South Florida

Ethics issue in Opa-locka: Was city attorney’s undisclosed work for city manager OK?

Opa-locka City Attorney Vincent Brown arrives at City Hall during a raid by the FBI on March 10, 2016.
Opa-locka City Attorney Vincent Brown arrives at City Hall during a raid by the FBI on March 10, 2016. wmichot@miamiherald.com

Just days after she was hired as Opa-locka’s city manager last August, Yvette Harrell retained City Attorney Vincent Brown to represent her in a personal lawsuit in which she was sued for failing to pay thousands of dollars in credit-card debt.

Neither Harrell nor Brown disclosed his representation of her in that case in Miami-Dade County Court. Harrell lost the suit by default for not showing up for a critical hearing on a debt-collection agency’s $4,281 claim against her. It stemmed from outstanding charges on her Citibank/Best Buy credit card. Harrell is now challenging the judgment.

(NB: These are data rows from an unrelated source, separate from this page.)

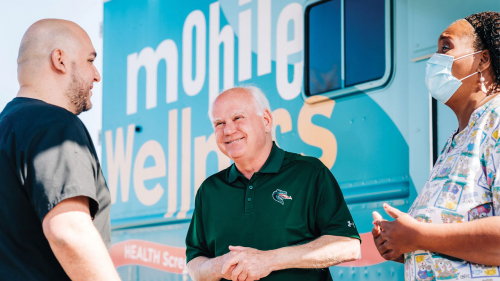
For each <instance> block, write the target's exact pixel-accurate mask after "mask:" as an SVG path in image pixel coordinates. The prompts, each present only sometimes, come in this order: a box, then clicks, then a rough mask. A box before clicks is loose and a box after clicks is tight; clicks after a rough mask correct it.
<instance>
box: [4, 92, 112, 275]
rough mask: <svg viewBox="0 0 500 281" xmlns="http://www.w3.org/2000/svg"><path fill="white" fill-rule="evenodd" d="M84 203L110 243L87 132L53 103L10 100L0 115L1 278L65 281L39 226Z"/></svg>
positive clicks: (101, 182)
mask: <svg viewBox="0 0 500 281" xmlns="http://www.w3.org/2000/svg"><path fill="white" fill-rule="evenodd" d="M76 196H86V197H88V198H89V206H90V214H91V215H92V217H93V219H94V220H93V221H94V225H95V227H96V228H97V230H98V231H99V233H100V234H101V237H102V239H103V240H104V243H105V244H106V246H107V247H108V250H109V248H110V246H111V233H110V231H111V227H110V221H109V210H110V206H111V197H110V193H109V190H108V188H107V186H106V182H105V180H104V177H103V175H102V171H101V166H100V164H99V160H98V158H97V155H96V152H95V148H94V145H93V144H92V140H91V138H90V135H89V133H88V131H87V129H86V128H85V126H84V124H83V123H82V122H81V121H80V119H79V118H78V117H77V116H76V115H74V114H73V113H71V112H69V111H67V110H66V109H63V108H61V107H58V106H54V105H51V104H48V103H45V102H43V101H40V100H36V99H30V98H15V99H14V100H12V101H11V102H10V103H9V104H7V106H6V107H5V109H4V110H3V111H2V113H0V279H1V280H69V278H68V276H67V275H66V273H65V272H64V270H63V269H62V267H61V265H60V264H59V262H58V261H57V259H56V257H55V256H54V254H53V252H52V250H51V248H50V246H49V243H48V241H47V239H46V238H45V235H44V234H43V229H42V221H43V219H44V217H45V215H47V213H48V212H49V211H50V210H51V209H52V208H54V207H55V206H56V205H57V204H58V203H59V202H61V201H63V200H65V199H68V198H72V197H76Z"/></svg>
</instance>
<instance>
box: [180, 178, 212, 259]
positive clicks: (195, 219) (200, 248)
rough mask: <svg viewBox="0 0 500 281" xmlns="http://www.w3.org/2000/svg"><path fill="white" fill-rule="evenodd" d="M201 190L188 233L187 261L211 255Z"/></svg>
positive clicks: (196, 199) (188, 230) (186, 251)
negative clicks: (203, 218)
mask: <svg viewBox="0 0 500 281" xmlns="http://www.w3.org/2000/svg"><path fill="white" fill-rule="evenodd" d="M201 190H202V189H201V188H200V189H199V190H198V193H197V194H196V199H195V203H194V204H195V206H194V212H193V217H192V218H191V224H190V225H189V229H188V232H187V235H186V263H188V262H190V261H191V260H193V259H194V258H197V257H211V255H210V252H209V250H208V246H207V241H206V239H205V232H204V228H203V217H202V202H201Z"/></svg>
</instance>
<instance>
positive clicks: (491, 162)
mask: <svg viewBox="0 0 500 281" xmlns="http://www.w3.org/2000/svg"><path fill="white" fill-rule="evenodd" d="M483 157H484V158H486V159H485V160H483V161H481V162H482V163H481V164H482V168H483V176H484V178H485V180H484V181H485V183H484V184H487V185H489V187H490V188H491V192H492V201H493V210H494V214H495V215H496V216H498V215H500V174H499V173H500V170H499V169H500V140H498V141H497V142H496V143H495V144H494V145H491V146H489V147H488V148H486V151H485V153H484V155H483ZM484 158H483V159H484ZM481 182H482V181H481Z"/></svg>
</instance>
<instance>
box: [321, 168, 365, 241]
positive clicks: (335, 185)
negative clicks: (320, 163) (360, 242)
mask: <svg viewBox="0 0 500 281" xmlns="http://www.w3.org/2000/svg"><path fill="white" fill-rule="evenodd" d="M316 185H317V186H316V188H318V190H319V194H318V199H317V202H318V203H317V205H316V227H317V228H318V229H319V230H320V234H321V235H334V236H344V237H351V238H357V239H359V240H360V241H361V238H360V237H359V233H358V231H357V229H356V224H355V223H354V220H353V219H352V216H351V213H350V212H349V209H348V208H347V204H346V203H345V200H344V196H343V195H342V191H341V190H340V187H339V185H338V183H337V181H336V180H335V178H334V177H333V175H332V173H331V172H330V170H328V168H326V167H324V168H322V169H321V171H320V172H319V174H318V177H317V180H316Z"/></svg>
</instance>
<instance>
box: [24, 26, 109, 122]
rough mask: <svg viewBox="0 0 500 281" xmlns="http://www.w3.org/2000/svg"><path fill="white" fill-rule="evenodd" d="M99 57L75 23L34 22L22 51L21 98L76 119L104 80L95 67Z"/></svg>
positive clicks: (81, 29) (30, 29)
mask: <svg viewBox="0 0 500 281" xmlns="http://www.w3.org/2000/svg"><path fill="white" fill-rule="evenodd" d="M96 55H97V54H96V52H95V49H94V46H92V42H91V41H90V37H89V36H88V34H87V33H86V32H85V30H83V29H82V28H81V27H80V26H78V25H77V24H76V23H74V22H71V21H67V20H60V19H43V20H39V21H37V22H35V23H34V24H32V25H31V26H30V27H29V28H28V30H27V31H26V33H25V34H24V36H23V39H22V40H21V45H20V47H19V54H18V57H17V76H18V80H19V85H20V87H21V89H20V91H19V93H18V96H21V97H30V98H36V99H40V100H44V101H46V102H48V103H51V104H54V105H58V106H60V107H63V108H66V109H67V110H69V111H71V112H73V113H75V114H77V115H78V114H80V113H81V112H83V111H86V110H89V109H90V108H91V107H92V103H91V102H90V97H91V96H92V92H91V90H92V87H93V83H95V82H99V81H100V80H101V77H100V75H99V72H98V71H97V69H96V68H95V66H94V65H93V62H94V59H95V57H96Z"/></svg>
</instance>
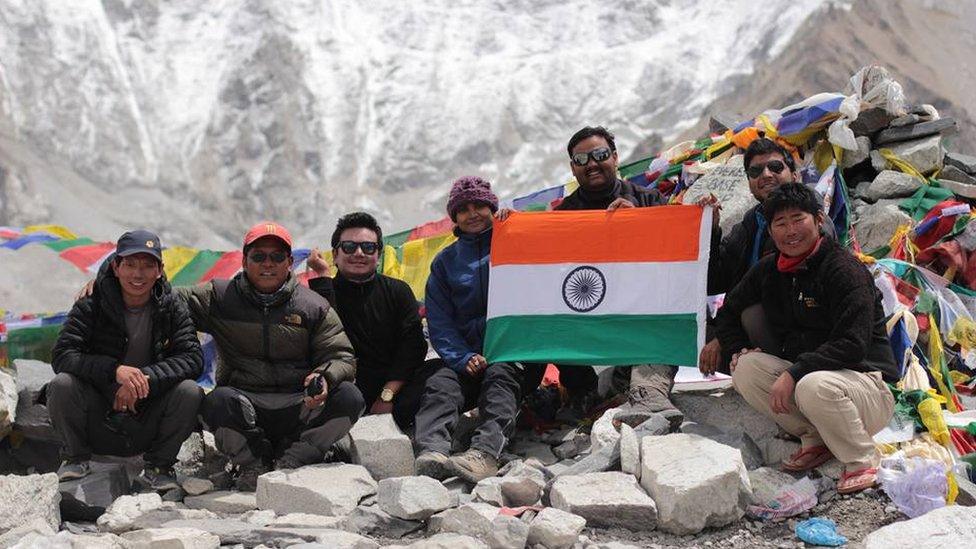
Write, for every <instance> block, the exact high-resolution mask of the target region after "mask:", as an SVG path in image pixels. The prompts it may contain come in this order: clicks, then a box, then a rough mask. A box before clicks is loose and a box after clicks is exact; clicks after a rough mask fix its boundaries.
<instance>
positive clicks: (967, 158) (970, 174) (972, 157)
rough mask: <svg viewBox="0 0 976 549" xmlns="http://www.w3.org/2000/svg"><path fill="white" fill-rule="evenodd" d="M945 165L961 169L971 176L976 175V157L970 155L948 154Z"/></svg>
mask: <svg viewBox="0 0 976 549" xmlns="http://www.w3.org/2000/svg"><path fill="white" fill-rule="evenodd" d="M945 163H946V164H948V165H950V166H954V167H956V168H959V169H960V170H962V171H964V172H966V173H968V174H969V175H976V156H969V155H968V154H960V153H947V154H946V157H945Z"/></svg>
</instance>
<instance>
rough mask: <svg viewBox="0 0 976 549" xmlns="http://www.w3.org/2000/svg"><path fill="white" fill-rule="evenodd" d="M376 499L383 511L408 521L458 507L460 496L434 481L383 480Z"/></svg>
mask: <svg viewBox="0 0 976 549" xmlns="http://www.w3.org/2000/svg"><path fill="white" fill-rule="evenodd" d="M376 499H377V501H378V502H379V505H380V509H382V510H384V511H386V512H387V513H389V514H391V515H393V516H394V517H398V518H401V519H404V520H425V519H427V518H428V517H430V516H431V515H433V514H435V513H439V512H441V511H443V510H444V509H448V508H450V507H454V506H456V505H457V503H458V498H457V494H454V493H452V492H450V491H449V490H448V489H447V488H445V487H444V485H443V484H441V483H440V482H438V481H436V480H434V479H432V478H430V477H397V478H387V479H383V480H381V481H380V483H379V487H378V489H377V497H376Z"/></svg>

Brown’s role in the litigation raises a fundamental question: Does an ethical issue arise when the city attorney represents the city manager in a personal lawsuit?

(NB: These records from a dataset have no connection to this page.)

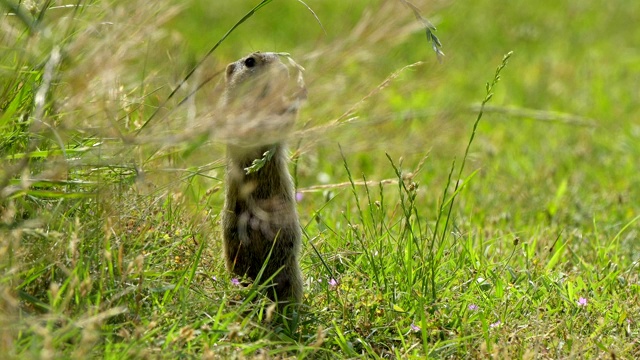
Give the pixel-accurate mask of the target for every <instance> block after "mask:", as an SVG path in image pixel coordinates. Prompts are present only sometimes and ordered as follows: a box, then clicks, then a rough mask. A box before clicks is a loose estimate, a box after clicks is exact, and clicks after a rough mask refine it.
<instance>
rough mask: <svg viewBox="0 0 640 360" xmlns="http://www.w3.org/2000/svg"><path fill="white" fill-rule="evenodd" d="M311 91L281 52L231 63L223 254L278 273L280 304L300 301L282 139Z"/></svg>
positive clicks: (255, 272) (228, 88) (227, 74)
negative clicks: (300, 104)
mask: <svg viewBox="0 0 640 360" xmlns="http://www.w3.org/2000/svg"><path fill="white" fill-rule="evenodd" d="M296 92H297V95H296V94H295V93H296ZM291 95H294V98H290V97H289V96H291ZM305 96H306V92H305V90H304V88H303V86H299V87H298V89H297V90H295V88H292V86H291V81H290V79H289V72H288V69H287V67H286V66H285V65H284V64H283V63H282V62H281V61H280V59H279V57H278V54H276V53H260V52H255V53H252V54H249V55H248V56H246V57H244V58H242V59H240V60H238V61H236V62H233V63H231V64H229V65H228V66H227V69H226V87H225V93H224V97H223V99H222V105H223V109H224V114H225V116H226V121H227V126H229V127H230V128H232V129H234V132H235V134H234V135H235V136H232V137H233V138H234V139H229V143H228V146H227V173H226V199H225V204H224V210H223V212H222V224H223V238H224V256H225V259H226V264H227V268H228V270H229V271H231V272H233V273H234V274H237V275H239V276H244V275H246V276H248V277H250V278H252V279H253V280H255V279H256V278H257V277H258V273H259V272H260V270H261V269H262V267H263V265H264V268H265V269H264V272H263V274H262V276H261V278H260V281H264V280H266V279H269V278H271V277H272V276H273V275H274V274H276V273H277V274H276V275H275V277H273V281H272V283H269V285H272V286H273V288H272V289H269V290H268V292H267V295H268V296H269V297H270V298H271V299H273V300H274V301H277V302H278V303H279V304H280V305H282V304H286V303H300V302H301V301H302V273H301V272H300V266H299V264H298V262H299V253H300V246H301V240H300V238H301V230H300V223H299V220H298V213H297V211H296V204H295V194H294V188H293V180H292V178H291V175H290V174H289V170H288V168H287V161H288V156H287V151H286V147H285V145H284V143H283V141H284V137H285V136H286V131H287V130H291V128H292V126H293V123H294V121H295V117H296V114H297V110H298V104H299V100H300V99H301V98H303V97H305ZM236 130H237V131H236ZM261 159H262V160H263V161H264V162H263V163H261V164H260V165H261V166H260V167H259V168H258V169H257V170H256V169H251V170H249V168H250V167H251V166H252V164H254V163H255V161H256V160H258V161H260V160H261ZM267 260H268V261H267Z"/></svg>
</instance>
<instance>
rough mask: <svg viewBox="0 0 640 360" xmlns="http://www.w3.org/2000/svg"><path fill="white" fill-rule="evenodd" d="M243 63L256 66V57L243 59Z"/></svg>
mask: <svg viewBox="0 0 640 360" xmlns="http://www.w3.org/2000/svg"><path fill="white" fill-rule="evenodd" d="M244 65H245V66H246V67H254V66H256V59H254V58H253V57H250V58H247V60H245V61H244Z"/></svg>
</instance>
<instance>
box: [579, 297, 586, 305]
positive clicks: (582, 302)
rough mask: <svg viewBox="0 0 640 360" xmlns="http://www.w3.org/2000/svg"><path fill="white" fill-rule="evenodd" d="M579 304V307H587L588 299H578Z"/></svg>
mask: <svg viewBox="0 0 640 360" xmlns="http://www.w3.org/2000/svg"><path fill="white" fill-rule="evenodd" d="M577 302H578V306H582V307H585V306H587V299H586V298H583V297H582V296H581V297H580V298H579V299H578V301H577Z"/></svg>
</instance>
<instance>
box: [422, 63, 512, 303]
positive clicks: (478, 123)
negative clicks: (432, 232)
mask: <svg viewBox="0 0 640 360" xmlns="http://www.w3.org/2000/svg"><path fill="white" fill-rule="evenodd" d="M512 54H513V51H509V52H508V53H507V54H505V55H504V56H503V57H502V62H501V63H500V65H498V67H497V68H496V72H495V74H494V76H493V80H492V81H491V83H489V82H487V83H486V84H485V91H486V93H485V97H484V99H483V100H482V104H481V105H480V111H479V112H478V116H477V117H476V121H475V122H474V123H473V130H472V131H471V136H470V137H469V142H468V143H467V147H466V149H465V150H464V156H463V157H462V164H461V165H460V170H458V181H456V184H455V186H454V189H453V195H451V199H450V200H448V201H447V199H446V197H447V195H448V188H449V183H450V180H451V175H452V174H453V171H454V166H452V167H451V172H450V173H449V180H448V182H447V185H446V187H445V190H444V193H443V194H442V202H441V205H440V210H439V211H438V216H437V218H436V225H435V228H434V231H433V240H432V243H431V250H430V256H433V251H434V246H435V244H436V242H437V243H438V244H439V245H438V248H440V244H442V241H443V239H444V238H445V236H446V234H447V228H448V227H449V221H450V219H451V211H452V210H453V205H454V203H455V199H456V197H457V196H458V194H459V189H458V188H459V187H460V183H461V181H460V180H461V179H462V172H463V171H464V166H465V164H466V162H467V157H468V156H469V149H470V148H471V144H472V143H473V139H474V138H475V136H476V131H477V129H478V124H479V123H480V119H482V115H483V114H484V107H485V105H486V104H487V103H488V102H489V101H490V100H491V98H493V88H494V87H495V85H496V84H497V83H498V81H500V73H501V72H502V69H504V68H505V67H506V66H507V63H508V62H509V58H510V57H511V55H512ZM454 165H455V160H454ZM462 186H464V184H463V185H462ZM447 203H449V204H448V205H449V209H448V210H447V215H446V217H444V221H445V222H444V226H443V228H442V234H441V235H440V237H439V238H438V227H439V225H440V221H441V220H442V215H443V212H444V210H445V209H444V208H445V206H446V204H447ZM430 266H431V291H432V293H431V294H432V296H433V299H436V295H437V294H436V280H435V275H436V269H437V268H438V267H437V266H436V264H435V263H434V262H431V265H430Z"/></svg>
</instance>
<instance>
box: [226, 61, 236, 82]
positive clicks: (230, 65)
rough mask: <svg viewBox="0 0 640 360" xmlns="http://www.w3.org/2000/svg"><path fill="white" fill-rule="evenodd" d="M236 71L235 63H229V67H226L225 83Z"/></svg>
mask: <svg viewBox="0 0 640 360" xmlns="http://www.w3.org/2000/svg"><path fill="white" fill-rule="evenodd" d="M234 71H236V63H231V64H229V65H227V71H226V72H227V76H226V80H227V82H229V79H230V78H231V75H233V72H234Z"/></svg>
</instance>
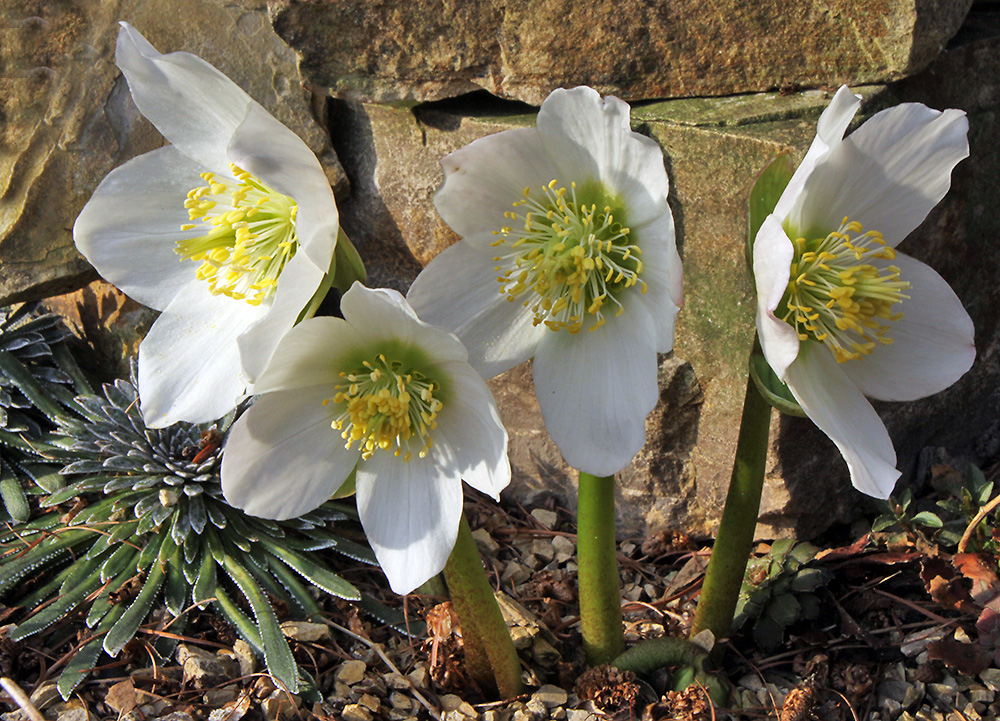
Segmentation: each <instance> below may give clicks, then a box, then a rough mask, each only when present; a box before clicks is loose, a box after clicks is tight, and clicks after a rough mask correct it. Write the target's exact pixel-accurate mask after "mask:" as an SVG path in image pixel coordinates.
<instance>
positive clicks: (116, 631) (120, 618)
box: [104, 564, 164, 656]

Brown, who makes $19,800 a month advising Opa-locka’s government on legal matters, refused to answer calls and emails for comment. His attorney, Herman J. Russomanno III — whose father is a former president of the Florida Bar — said his client had “no conflict of interest” because the city manager’s suit over her credit-card debt was “unrelated” to Opa-locka government. He declined to say whether Brown was paid for his legal services by Harrell.

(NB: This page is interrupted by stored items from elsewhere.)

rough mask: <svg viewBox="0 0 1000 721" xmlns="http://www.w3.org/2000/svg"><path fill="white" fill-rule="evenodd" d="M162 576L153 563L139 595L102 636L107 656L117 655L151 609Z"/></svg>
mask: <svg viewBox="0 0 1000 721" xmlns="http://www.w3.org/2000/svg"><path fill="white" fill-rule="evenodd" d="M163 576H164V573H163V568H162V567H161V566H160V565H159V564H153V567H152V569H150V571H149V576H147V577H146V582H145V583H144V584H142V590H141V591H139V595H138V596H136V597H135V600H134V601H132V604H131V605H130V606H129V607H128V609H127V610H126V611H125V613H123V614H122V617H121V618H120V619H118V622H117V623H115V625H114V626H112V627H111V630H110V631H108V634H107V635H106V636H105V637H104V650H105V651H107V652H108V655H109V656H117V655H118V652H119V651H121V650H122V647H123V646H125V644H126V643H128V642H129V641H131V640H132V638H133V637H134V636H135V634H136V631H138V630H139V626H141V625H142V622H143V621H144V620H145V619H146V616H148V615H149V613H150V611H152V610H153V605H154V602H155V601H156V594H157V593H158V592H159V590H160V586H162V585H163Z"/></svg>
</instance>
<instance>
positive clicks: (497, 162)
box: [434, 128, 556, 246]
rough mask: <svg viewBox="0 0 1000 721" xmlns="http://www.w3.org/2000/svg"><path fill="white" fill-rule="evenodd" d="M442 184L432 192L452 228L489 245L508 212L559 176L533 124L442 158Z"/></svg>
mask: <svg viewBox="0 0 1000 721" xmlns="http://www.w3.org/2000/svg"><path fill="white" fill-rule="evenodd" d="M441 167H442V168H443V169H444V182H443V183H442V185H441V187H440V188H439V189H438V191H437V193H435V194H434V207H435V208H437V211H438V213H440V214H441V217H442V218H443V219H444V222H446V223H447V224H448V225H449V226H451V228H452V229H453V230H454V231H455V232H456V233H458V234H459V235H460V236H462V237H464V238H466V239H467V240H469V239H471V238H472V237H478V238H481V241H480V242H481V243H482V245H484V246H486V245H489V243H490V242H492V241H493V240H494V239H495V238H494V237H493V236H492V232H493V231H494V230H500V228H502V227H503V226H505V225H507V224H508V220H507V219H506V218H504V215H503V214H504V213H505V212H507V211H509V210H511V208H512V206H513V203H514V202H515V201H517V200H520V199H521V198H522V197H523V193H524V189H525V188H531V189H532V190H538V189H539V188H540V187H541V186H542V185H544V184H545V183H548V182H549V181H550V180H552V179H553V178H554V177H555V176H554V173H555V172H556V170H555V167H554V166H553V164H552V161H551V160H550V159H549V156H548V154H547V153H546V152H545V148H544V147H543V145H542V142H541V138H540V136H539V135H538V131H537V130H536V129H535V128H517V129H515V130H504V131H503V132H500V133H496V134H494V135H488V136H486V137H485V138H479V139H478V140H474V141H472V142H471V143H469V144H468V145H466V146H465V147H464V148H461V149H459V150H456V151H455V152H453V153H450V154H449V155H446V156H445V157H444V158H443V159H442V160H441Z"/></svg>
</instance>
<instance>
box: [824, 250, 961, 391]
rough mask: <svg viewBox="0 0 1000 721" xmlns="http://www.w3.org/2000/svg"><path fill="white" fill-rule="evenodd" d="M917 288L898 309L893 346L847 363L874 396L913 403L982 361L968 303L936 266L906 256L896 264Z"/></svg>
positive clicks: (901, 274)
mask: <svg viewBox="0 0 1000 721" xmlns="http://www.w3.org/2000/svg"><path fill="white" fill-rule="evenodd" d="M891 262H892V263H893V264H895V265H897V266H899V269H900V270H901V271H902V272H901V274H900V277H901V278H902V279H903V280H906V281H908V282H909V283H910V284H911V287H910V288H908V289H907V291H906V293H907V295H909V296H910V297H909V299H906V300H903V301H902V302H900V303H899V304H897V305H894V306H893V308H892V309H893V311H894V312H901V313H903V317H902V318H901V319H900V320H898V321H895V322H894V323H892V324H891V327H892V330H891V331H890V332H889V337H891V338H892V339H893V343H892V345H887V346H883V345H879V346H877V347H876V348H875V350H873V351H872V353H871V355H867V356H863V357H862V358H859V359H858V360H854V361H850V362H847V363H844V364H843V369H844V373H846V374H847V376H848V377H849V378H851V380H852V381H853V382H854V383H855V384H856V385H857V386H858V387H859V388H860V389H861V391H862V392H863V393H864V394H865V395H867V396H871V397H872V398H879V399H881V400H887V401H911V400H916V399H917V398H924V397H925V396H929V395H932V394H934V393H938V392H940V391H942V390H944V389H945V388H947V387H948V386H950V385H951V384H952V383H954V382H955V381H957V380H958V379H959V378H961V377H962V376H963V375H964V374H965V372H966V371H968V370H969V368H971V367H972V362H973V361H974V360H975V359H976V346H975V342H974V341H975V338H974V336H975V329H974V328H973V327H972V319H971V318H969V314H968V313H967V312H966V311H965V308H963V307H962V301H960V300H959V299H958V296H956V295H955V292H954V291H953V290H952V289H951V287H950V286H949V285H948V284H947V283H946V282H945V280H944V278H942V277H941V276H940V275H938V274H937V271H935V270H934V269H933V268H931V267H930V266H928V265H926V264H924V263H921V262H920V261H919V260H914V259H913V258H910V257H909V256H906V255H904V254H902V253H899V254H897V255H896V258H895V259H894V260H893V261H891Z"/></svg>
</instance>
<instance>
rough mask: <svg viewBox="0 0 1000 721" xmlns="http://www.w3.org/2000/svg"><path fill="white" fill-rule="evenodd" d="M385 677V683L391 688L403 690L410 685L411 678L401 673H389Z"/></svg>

How corruption and mismanagement pushed Opa-locka to the edge of insolvency.

A Miami lawyer who specializes in representing lawyers and judges agreed with Russomanno regarding the potential conflict. But attorney Andrew Berman said that, in light of the fact that Opa-locka’s government has been the focus of an FBI corruption investigation, Brown should have disclosed his representation of the city manager to the city commission. In 2015, the commission hired Brown for the city attorney’s position.

“Given the fact that so many people have been arrested [in that investigation], it would would have been prudent and loyal for him to disclose to the city his private representation of the city manager,” Berman told the Miami Herald. “As a matter of loyalty, he should have done that. It was careless, for sure.”

In 2008, Brown received a public reprimand from the Florida Supreme Court for “professional misconduct.” Last year, he was cleared by the Florida Bar after he issued an email blast to all Opa-locka employees with the names of 20 witnesses in the FBI corruption investigation who received grand jury subpoenas. He said it was accidental.

Over the past year, three senior Opa-locka officials and the mayor’s son have pleaded guilty to shaking down local business owners for thousands of dollars in exchange for licenses. Among those officials: former City Manager David Chiverton, who hired Harrell, as an assistant manager in early 2016. Harrell, a lawyer, was previously working as Brown’s deputy city attorney.

The city of Opa-locka spent nearly $1.7 million in deposits belonging to water customers. Among those denied their money: Luis Perez, who also says the assistant public works director threatened to have him jailed.

After Chiverton’s arrest in early August, Harrell was promoted to city manager by the city commission. By mid-August, she hired Brown to defend her in the personal credit-card dispute in county court.

Neither Harrell nor Brown would say whether she paid him for his legal services or received them for free. If Brown did not charge her, then his services would constitute a gift in excess of $100 and would have to be disclosed. According to the Opa-locka city clerk’s office, Harrell has not filed a quarterly gift disclosure form since becoming city manager.

The issue of Harrell’s credit-card debt problems and Brown’s representation were uncovered this week in a related story. The Miami Herald reported that Harrell ordered the city’s finance director to issue her a check for $5,908 as part of her resignation agreement without securing the required approval of a state board overseeing the city’s financial emergency.

Harrell demanded part of her retroactive pay based on a raise she got in October without the necessary approval of the state oversight board appointed by Gov. Rick Scott almost a year ago.

Although Harrell received the check last week, she said she has not yet cashed it.

Harrell, who makes $125,000 a year, submitted her formal resignation May 10. However, her “separation agreement,” which includes retroactive pay and other benefits, does not take effect until she is replaced, according to the terms. The city commission plans to pick her successor this summer.